La psicanalista Wolff scrisse come tutto l’impianto Mariano e l’immagine di Chiesa Madre, rischia di far diventare i suoi servi dei castrati. Come mostra la teologa e psicologa, l’uomo che resta infantilmente legato alla madre viene soprattutto privato della sua potenza maschile. “L’odierna presa di posizione contro il celibato non è da intendere principalmente nel senso della morale, ma come protesta contro il cosciente mantenimento del legame materno, contro il non-dover diventar adulti” (Wolff, Gesù, la maschilità esemplare, 233).

Oltre alla maternità e alla paternità, presenti e indispensabili anche nel mondo animale, esiste un rapporto all’altro diverso. Un piano orizzontale. “Andare verso l’altro, accoglierlo in sé, aprono dimensioni non verticali nel rapporto all’umano e al divino”. (Irigaray, 101).“Questo ha limitato a lungo il nostro modo di concepire le relazioni e la possibilità di relazioni con l’altro che chiedessero di uscire dal proprio mondo e non assoggettare l’altro a sé e ad esso” (Irigaray,  56). La circolarità tra i due ruoli di padre e madre chiara alla dialettica, secondo la filosofa, oblia ogni possibilità di cominciamento.

Un verticalismo esercitato senza una familiarità con l’orizzontalità, sia nelle relazioni che nel governo che nella vita spirituale, è carico di soprusi, abusi psicologici e pastorali. Impedisce di vedere e di lasciarsi vedere. Soprattutto, tende ad un farsi forte con i deboli, senza preoccuparsi della loro crescita. È sostegno dello status quo anche quanto esso non ha più fondamenta, non trova più corrispondenza con la realtà circostante. Oppure è delega assoluta e fideistica, o formale e di facciata per poter occupare le zone grigie che la situazione garantisce, al fine di trarne una qualche soddisfazione o ritorno personale.

Si evidenza qui una dipendenza dalla paura della vulnerabilità che spinge il verticale sull’orizzontale. Porsi in cima (pastore/lerader) o in fondo (gregge/follower) al modello verticale protegge dal mostrarsi.

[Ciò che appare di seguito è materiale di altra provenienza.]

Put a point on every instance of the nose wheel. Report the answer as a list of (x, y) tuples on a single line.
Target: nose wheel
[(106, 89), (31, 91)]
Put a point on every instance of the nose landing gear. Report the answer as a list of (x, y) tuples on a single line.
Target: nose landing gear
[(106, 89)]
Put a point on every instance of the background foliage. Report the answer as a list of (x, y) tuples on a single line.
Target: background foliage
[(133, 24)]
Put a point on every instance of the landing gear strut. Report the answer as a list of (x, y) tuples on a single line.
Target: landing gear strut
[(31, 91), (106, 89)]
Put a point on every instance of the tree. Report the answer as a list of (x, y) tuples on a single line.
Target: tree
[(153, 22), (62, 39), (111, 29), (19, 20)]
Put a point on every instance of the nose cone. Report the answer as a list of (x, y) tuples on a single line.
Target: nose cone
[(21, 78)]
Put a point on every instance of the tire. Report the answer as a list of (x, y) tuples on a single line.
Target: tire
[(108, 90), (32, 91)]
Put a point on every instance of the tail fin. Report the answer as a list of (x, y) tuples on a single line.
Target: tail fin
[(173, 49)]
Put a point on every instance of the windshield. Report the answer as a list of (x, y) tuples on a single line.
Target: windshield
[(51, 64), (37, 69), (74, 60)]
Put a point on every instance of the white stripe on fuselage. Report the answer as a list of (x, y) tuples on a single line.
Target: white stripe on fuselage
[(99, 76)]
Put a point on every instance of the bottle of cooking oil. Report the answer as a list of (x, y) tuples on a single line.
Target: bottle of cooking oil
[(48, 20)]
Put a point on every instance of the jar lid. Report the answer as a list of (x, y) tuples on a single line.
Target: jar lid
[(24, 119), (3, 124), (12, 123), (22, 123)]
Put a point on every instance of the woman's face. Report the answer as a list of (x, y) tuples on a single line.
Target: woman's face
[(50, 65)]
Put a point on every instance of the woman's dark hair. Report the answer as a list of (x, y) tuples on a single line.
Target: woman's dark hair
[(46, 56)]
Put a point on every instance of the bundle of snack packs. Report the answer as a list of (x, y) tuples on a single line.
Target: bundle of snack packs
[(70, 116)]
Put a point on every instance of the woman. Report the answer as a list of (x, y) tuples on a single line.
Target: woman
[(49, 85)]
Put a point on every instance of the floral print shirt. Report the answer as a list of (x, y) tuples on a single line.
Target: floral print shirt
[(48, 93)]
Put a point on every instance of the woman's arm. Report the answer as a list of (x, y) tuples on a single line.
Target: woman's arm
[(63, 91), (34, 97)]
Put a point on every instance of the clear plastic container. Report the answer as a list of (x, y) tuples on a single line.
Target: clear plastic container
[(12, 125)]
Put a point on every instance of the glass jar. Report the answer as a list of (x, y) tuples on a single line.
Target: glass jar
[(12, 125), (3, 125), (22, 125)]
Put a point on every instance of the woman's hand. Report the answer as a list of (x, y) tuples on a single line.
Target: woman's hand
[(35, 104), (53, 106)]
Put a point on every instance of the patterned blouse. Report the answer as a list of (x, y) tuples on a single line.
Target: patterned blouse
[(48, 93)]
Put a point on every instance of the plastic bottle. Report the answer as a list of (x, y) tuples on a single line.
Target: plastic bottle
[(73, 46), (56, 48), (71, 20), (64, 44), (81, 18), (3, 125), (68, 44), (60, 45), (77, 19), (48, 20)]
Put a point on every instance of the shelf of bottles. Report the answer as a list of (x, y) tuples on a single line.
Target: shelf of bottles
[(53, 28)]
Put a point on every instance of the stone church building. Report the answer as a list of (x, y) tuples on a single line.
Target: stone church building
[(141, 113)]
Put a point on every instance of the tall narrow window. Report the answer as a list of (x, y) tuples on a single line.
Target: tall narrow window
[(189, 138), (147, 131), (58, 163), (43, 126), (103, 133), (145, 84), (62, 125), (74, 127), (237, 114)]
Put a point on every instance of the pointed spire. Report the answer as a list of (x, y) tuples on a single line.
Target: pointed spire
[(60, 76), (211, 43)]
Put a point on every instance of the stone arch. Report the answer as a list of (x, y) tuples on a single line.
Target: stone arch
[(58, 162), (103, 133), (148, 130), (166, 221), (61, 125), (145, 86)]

Parole: analisi, piano, programmazione, progetto, disegno, provvidenza, madre, pastore, figliuolo/a, padre/madre.

Circolarità superiore alla discontinuità: la visibilità totalitaria

La circonferenza e la circolarità si contrappongono alla frattura e alla discontinuità, il prevedibile e il ripetibile al divenire e all’inaudito, al non ancora udito, obbedito.

Il cerchio garantisce la linearità, la ripetizione, la piena visibilità. Non ci sono increspature nel suo profilarsi nel tempo, non ci sono insenature o rientranze nelle quali sostare o rigenerarsi. È il dominio del visibile e del nominabile. Come scriveva il teologo e poeta Ruben Alves: ‘La piena visibilità è totalitaria’. Vista e udito sono stati eletti nella nostra società come i fedeli alleati nella relazione con il reale, a scapito degli altri sensi fisici e interiori.

“Il cerchio essendo già chiuso: in ogni punto, inizio e fine coincidono, ma a prezzo di un abisso”. (Irigaray 18). Alla circolarità della sfera papa Francesco opponeva il poliedro. L’irregolarità, la disunità armonizzata da un centro condiviso. 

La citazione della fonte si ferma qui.